When I reminded her that I’d be leaving New York soon to move to Benin, she put her fork down, lowered her head to her chest, and feigned speechlessness.
“You’re doing what?”, she said using her voice’s lowest register. “Does your mother know?”
I assured her that my parents know and have even seen a video of the land that we are purchasing. I didn’t bother to remind her that she also knew.
We considered several other places to move before we decided on Benin. There was New Orleans, Lisbon, Toulouse, Marseille, and Dakar. But Benin was a common denominator; even when we thought of those other cities, we always imagined that we’d live there part-time and spend the rest of our time in Benin. And then there were logistical factors: Benin could be the perfect place for me to work as a freelance international reporter. It doesn’t have a lot English coverage and there are plenty of stories to be told.

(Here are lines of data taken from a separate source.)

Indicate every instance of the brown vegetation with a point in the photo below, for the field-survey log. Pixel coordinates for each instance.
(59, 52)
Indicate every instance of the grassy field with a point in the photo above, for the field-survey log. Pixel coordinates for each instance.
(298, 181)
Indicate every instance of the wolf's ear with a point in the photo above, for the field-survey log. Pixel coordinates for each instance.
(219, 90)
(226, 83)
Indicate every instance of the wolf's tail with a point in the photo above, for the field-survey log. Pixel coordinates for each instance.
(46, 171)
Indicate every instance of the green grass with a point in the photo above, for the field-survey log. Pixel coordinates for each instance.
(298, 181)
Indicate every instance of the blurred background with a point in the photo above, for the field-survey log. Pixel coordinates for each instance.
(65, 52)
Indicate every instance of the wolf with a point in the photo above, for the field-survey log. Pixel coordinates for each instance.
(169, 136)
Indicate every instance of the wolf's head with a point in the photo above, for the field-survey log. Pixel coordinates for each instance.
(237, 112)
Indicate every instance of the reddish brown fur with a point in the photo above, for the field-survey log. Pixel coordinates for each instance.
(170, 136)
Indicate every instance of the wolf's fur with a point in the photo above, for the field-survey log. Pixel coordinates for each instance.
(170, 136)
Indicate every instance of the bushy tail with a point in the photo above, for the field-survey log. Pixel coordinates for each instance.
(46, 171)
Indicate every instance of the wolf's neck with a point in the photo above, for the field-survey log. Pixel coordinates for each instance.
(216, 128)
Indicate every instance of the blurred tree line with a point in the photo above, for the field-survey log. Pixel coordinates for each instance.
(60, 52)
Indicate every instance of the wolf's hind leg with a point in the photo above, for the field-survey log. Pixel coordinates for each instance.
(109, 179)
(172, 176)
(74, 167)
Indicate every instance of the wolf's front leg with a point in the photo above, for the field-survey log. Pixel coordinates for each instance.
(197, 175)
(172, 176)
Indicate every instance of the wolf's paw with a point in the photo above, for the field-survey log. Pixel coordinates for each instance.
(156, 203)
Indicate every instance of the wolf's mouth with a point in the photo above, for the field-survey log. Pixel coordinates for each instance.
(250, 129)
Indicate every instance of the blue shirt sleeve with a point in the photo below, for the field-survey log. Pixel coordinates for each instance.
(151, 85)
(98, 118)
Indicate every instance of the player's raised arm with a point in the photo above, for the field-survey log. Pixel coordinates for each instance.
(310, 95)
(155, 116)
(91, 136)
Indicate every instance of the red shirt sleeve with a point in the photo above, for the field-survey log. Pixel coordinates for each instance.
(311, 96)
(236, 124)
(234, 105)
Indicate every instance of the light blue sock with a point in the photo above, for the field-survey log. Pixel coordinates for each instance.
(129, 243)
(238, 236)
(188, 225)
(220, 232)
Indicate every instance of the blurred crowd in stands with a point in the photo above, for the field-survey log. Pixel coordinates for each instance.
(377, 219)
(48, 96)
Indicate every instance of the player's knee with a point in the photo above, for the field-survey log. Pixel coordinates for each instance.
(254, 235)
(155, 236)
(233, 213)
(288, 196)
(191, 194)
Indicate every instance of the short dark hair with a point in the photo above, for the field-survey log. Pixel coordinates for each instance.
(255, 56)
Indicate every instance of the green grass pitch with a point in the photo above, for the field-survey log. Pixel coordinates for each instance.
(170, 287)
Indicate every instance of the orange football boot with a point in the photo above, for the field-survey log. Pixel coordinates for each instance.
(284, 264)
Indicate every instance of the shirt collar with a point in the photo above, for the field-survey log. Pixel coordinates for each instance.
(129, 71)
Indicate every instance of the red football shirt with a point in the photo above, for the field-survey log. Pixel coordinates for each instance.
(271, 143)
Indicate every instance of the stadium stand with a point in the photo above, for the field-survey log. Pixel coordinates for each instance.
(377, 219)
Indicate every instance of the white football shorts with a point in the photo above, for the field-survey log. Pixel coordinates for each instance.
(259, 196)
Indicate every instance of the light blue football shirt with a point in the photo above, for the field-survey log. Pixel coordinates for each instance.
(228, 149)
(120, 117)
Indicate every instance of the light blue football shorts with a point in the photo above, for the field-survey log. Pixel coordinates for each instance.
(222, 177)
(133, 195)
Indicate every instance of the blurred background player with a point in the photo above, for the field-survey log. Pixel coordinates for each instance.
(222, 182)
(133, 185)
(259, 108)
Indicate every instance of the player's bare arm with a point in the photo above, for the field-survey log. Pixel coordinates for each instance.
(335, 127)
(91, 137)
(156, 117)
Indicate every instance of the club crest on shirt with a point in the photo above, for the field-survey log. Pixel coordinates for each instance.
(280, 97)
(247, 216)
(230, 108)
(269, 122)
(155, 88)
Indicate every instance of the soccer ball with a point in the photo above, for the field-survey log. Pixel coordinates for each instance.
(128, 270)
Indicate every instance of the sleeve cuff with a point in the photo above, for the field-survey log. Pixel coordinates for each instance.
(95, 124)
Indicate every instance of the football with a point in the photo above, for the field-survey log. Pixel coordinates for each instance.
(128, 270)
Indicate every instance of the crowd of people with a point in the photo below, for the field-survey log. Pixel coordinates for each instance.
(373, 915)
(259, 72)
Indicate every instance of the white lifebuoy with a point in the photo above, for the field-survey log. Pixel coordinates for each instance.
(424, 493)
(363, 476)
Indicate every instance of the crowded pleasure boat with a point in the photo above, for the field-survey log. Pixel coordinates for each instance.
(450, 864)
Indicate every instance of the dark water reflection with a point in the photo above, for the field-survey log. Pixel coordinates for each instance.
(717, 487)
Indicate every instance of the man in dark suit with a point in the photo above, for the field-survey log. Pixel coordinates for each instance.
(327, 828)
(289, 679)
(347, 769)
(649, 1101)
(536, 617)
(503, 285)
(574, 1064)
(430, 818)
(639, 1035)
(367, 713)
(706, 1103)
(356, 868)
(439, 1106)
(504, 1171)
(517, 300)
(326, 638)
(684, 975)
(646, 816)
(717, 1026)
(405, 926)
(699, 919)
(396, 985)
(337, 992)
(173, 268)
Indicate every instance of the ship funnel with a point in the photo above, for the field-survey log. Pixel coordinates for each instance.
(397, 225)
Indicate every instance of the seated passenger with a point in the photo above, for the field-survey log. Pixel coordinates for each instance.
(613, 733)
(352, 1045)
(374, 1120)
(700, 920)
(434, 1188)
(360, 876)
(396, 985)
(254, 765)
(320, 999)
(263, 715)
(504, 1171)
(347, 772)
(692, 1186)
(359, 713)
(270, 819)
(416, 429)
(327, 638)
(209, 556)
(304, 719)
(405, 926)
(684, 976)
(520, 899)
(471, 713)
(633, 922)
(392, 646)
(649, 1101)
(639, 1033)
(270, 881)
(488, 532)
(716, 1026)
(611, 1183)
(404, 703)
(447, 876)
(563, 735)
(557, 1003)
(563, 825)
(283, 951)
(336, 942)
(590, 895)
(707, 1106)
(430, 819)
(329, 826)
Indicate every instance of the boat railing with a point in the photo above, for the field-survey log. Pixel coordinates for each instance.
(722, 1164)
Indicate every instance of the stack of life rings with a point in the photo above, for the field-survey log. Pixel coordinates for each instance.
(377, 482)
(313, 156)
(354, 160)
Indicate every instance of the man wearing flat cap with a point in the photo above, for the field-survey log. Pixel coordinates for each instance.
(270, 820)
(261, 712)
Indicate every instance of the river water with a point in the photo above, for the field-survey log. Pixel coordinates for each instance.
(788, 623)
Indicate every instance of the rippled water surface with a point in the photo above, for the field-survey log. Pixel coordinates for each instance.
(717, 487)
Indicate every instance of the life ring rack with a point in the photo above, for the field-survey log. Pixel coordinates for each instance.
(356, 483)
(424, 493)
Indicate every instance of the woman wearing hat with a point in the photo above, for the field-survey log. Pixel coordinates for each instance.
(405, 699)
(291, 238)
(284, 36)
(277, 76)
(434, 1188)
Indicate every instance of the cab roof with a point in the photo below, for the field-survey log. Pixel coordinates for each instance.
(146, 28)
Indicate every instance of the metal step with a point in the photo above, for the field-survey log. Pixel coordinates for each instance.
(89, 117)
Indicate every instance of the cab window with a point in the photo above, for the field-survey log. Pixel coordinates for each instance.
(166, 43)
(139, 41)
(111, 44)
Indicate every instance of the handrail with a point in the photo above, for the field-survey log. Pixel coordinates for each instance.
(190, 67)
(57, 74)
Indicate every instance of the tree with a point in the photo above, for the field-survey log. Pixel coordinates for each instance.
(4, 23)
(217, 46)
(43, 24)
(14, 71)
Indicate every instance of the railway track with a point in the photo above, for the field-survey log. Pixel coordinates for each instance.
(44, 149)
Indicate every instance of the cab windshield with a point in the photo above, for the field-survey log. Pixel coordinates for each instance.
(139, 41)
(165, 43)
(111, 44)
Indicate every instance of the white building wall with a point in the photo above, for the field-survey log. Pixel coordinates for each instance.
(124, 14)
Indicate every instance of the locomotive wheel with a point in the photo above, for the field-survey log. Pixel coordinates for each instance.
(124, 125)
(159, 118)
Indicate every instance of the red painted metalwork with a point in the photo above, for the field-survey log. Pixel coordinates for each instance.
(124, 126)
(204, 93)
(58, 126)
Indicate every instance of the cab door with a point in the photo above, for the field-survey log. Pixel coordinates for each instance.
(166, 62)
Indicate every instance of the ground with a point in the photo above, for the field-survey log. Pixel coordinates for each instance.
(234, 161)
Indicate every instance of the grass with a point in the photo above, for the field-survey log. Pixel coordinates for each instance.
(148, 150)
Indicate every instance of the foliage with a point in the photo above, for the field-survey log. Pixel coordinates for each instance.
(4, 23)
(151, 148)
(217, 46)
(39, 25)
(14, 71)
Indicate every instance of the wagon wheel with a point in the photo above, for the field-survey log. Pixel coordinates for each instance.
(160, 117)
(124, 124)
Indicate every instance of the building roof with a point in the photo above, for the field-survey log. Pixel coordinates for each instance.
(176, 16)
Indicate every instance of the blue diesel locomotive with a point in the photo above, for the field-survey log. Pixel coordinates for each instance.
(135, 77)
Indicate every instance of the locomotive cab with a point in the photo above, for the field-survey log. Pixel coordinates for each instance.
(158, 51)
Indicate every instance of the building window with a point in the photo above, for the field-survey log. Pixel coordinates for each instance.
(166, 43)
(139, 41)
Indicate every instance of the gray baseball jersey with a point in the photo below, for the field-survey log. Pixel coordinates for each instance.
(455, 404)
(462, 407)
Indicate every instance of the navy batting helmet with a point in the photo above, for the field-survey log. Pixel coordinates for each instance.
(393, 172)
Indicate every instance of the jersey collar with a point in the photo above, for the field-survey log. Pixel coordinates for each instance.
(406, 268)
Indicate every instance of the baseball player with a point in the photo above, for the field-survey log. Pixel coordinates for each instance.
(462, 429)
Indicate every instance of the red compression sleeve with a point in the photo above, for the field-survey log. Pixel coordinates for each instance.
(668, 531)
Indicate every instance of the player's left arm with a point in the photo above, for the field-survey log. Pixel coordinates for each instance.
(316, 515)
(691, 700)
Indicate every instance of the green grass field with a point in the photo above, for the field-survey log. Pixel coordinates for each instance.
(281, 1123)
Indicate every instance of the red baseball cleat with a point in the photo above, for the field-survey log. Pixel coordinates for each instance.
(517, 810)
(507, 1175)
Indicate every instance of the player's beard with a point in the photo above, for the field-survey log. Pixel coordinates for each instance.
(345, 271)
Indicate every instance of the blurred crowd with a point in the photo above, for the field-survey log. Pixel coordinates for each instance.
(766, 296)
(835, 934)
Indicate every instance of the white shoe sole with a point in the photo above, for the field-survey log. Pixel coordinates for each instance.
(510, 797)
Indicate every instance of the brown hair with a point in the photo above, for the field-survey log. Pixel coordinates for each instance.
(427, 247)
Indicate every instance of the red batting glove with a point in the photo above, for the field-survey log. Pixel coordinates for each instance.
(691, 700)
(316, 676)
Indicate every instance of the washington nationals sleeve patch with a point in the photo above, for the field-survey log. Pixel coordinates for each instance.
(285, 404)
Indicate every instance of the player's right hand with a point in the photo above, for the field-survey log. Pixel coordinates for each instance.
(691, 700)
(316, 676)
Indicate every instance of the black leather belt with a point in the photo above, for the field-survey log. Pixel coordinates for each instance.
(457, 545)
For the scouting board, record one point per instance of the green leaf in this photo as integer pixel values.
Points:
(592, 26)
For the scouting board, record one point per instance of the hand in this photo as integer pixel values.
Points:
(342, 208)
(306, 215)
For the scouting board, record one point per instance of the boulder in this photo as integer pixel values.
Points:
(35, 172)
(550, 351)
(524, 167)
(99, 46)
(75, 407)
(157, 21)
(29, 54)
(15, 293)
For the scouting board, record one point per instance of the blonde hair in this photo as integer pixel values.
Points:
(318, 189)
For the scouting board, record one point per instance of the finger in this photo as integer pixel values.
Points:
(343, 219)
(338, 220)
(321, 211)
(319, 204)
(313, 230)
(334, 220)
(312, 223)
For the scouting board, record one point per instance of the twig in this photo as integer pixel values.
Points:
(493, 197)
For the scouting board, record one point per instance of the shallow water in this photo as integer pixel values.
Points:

Plus, it’s well situated for travel to other countries in the region. Mat works remotely for a nonprofit based in NY, so he can live anywhere. We could build a house in Benin debt-free for less money than a few years of NY rent. And...we just like it there.
Falling in love with a place is like falling in love with a person. Countless factors, tangible and intangible, converge and gaining substance, stick. It’s the feeling of what sticks that stays with you, what makes you return and yearn for something more permanent. And so it is with Benin. We love the culture, the food, the people, the landscapes, but mostly we love that unexplainable feeling of familiarity which came to us the first time we visited.
On the first day after my surgery, a wave of pain rattled me as Mat helped me out of bed. I looked up at him, feeling an awful helplessness that would be embarrassing under other circumstances.
“I don’t know if I can do this,” I cried.
“Well, you are doing it,” he replied.
It made me think of our move to Benin. We’re doing it, for better or worse. Explanations be damned. We’re doing it.